4.5 Linear Regression

We will proceed by exploring a possible relationship between the run differential and the win percentage.

\[W_{\text{pct}} = \beta_{0} + \beta_{1}*RD + \epsilon\]

In R, we make a linear model using the lm function.

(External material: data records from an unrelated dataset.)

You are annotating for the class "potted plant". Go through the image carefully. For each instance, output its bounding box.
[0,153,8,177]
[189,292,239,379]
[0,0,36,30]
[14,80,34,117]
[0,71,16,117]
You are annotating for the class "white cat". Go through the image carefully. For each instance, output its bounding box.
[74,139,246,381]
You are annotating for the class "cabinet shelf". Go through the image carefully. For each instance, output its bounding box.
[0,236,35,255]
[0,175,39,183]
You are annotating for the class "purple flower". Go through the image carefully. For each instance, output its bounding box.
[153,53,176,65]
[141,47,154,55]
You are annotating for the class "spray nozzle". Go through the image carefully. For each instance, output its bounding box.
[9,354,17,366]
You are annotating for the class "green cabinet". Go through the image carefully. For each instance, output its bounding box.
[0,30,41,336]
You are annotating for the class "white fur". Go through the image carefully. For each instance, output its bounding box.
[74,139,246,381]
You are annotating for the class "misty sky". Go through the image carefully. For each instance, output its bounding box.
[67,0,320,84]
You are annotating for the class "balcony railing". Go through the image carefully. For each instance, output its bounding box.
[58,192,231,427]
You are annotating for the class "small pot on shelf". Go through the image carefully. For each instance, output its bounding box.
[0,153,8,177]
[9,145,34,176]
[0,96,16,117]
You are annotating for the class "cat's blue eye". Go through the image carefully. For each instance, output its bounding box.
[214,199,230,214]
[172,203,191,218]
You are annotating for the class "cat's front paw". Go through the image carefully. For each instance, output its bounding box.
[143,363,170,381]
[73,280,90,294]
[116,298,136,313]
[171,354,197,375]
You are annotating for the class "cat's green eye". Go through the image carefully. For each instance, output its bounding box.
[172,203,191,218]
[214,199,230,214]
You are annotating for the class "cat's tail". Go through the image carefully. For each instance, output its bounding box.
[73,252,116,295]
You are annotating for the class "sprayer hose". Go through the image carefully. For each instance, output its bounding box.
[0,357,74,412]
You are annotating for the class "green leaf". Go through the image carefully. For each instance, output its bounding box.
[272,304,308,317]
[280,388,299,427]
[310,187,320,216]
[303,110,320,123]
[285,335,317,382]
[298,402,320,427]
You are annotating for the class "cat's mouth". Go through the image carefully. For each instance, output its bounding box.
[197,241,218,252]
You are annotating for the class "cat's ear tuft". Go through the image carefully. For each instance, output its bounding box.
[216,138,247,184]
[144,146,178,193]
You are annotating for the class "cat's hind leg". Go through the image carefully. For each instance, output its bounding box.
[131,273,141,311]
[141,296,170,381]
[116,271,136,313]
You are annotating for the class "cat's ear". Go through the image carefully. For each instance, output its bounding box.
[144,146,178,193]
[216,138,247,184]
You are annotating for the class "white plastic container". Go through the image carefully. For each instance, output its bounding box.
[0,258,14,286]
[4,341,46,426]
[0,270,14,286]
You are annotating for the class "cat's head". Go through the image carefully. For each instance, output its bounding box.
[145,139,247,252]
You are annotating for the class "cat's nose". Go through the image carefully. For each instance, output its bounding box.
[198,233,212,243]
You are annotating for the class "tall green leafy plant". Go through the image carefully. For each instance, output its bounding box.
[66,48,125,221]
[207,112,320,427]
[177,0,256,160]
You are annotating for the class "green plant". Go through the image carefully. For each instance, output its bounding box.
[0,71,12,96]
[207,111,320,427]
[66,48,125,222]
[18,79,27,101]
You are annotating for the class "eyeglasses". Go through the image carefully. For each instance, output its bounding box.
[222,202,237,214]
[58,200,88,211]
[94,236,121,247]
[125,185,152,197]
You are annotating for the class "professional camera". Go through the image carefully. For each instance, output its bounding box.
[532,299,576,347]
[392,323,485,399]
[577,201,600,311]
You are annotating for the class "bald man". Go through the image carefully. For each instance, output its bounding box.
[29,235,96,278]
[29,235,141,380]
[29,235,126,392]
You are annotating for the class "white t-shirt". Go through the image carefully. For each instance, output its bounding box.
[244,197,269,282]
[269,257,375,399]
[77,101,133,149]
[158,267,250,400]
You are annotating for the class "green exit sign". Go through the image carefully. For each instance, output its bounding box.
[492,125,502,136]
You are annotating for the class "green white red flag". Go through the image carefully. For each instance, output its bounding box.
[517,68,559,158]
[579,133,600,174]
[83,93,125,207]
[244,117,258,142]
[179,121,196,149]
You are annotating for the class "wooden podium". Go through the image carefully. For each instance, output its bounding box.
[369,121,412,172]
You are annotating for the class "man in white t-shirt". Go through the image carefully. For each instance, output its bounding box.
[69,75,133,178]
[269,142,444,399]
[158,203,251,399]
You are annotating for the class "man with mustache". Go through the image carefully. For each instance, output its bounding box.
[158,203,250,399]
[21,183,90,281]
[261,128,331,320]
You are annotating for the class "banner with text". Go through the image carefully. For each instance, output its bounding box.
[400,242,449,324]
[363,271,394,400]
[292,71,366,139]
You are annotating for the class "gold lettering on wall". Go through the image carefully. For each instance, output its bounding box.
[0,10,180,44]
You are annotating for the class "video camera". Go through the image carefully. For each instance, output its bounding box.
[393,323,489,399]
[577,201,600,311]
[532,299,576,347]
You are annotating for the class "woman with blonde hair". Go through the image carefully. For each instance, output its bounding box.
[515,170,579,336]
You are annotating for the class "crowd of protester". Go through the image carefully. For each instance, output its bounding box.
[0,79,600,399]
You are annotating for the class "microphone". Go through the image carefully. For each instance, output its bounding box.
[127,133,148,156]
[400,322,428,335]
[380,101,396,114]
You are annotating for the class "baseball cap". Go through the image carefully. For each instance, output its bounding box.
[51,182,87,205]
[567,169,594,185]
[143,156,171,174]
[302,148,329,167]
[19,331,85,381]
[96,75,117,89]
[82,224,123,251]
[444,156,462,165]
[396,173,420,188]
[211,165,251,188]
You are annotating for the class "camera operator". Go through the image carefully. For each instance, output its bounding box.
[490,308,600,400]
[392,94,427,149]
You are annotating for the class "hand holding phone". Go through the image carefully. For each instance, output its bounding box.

lin_fit <- lm(Wpct ~ RD, data = ch4_data)
lin_fit #print coefficients

## 
## Call:
## lm(formula = Wpct ~ RD, data = ch4_data)
## 
## Coefficients:
## (Intercept)           RD  
##   0.4999841    0.0006081

In ggplot2, we visualize the best-fit line using geom_smooth (with the method = 'lm' parameter).

graph code

ch4_data |>
  ggplot(aes(x = RD, y = Wpct)) +
  geom_point(color = "#AAAAAA") +
  geom_smooth(color = "#2905A1",
              formula = "y ~ x",
              method = "lm",
              se = FALSE) +
  labs(title = "Win Percentage vs Run Differential",
       subtitle = "y = 0.5 + 0.0006x",
       caption = "1998 to 2023 seasons",
       x = "run differential",
       y = "win percentage") +
  theme_minimal() +
  theme(legend.position = "bottom",
        legend.title=element_blank())

\[\beta_{0} = 0.5\]

\(RD = 0 \rightarrow W_{\text{pct}} = 0.5\)
Over 162 games: 81 wins

\[\beta_{1} = 0.0006\]

\(RD = +10 \rightarrow W_{\text{pct}} = 0.506\)
Over 162 games: 82 wins

4.5.1 Residuals

Residuals are the differences between the predictions (aka fitted data) and the true values (aka response values).

ch4_data <- ch4_data |>
  mutate(preds = predict(lin_fit, newdata = ch4_data),
         resid = Wpct - preds)

graph code

teamID	yearID	Wpct	preds	resid	desc
Residuals
top 3 and bottom 3
SEA	2021	0.56	0.47	0.09	performed better
TEX	2016	0.59	0.50	0.08	performed better
LAA	2008	0.62	0.54	0.08	performed better
TOR	2015	0.57	0.63	−0.06	performed worse
KCA	1999	0.40	0.46	−0.06	performed worse
CLE	2006	0.48	0.55	−0.07	performed worse

table code

oddities |>
  select(teamID, yearID, Wpct, preds, resid) |>
  mutate(desc = ifelse(resid > 0, "performed better", "performed worse")) |>
  gt() |>
  cols_align(align = "center") |>
  fmt_number(columns = c(Wpct, preds, resid),
             decimals = 2) |>
  tab_header(title = "Residuals",
             subtitle = "top 3 and bottom 3")

4.5.1.1 Balance

For linear models (through least-squares optimization), the average of the residuals should be zero:

mean(ch4_data$resid)

## [1] 1.093195e-16

4.5.1.2 RMSE

The root mean square error acts similarly to a standard deviation to help measure along the variation of our data.

graph code

rmse <- sqrt(mean(ch4_data$resid^2))

ch4_data |>
  ggplot(aes(x = resid)) +
  geom_density(linewidth = 3) +
  geom_vline(color = "#2905A1",
             linetype = 3,
             linewidth = 2,
             xintercept = c(-2*rmse, -1*rmse, 0, rmse, 2*rmse)) +
  labs(title = "Distribution of Residuals",
       subtitle = "About 68% of residuals are within one RMSE\nAbout 95% of residuals are within two RMSE",
       caption = paste("RMSE = ", round(rmse, 4)),
       x = "residuals") +
  theme_minimal()

4.5.2 Discussion

What about extreme performances?
Should we relate count statistics to a rate statistic?
Can we make predictions during the season?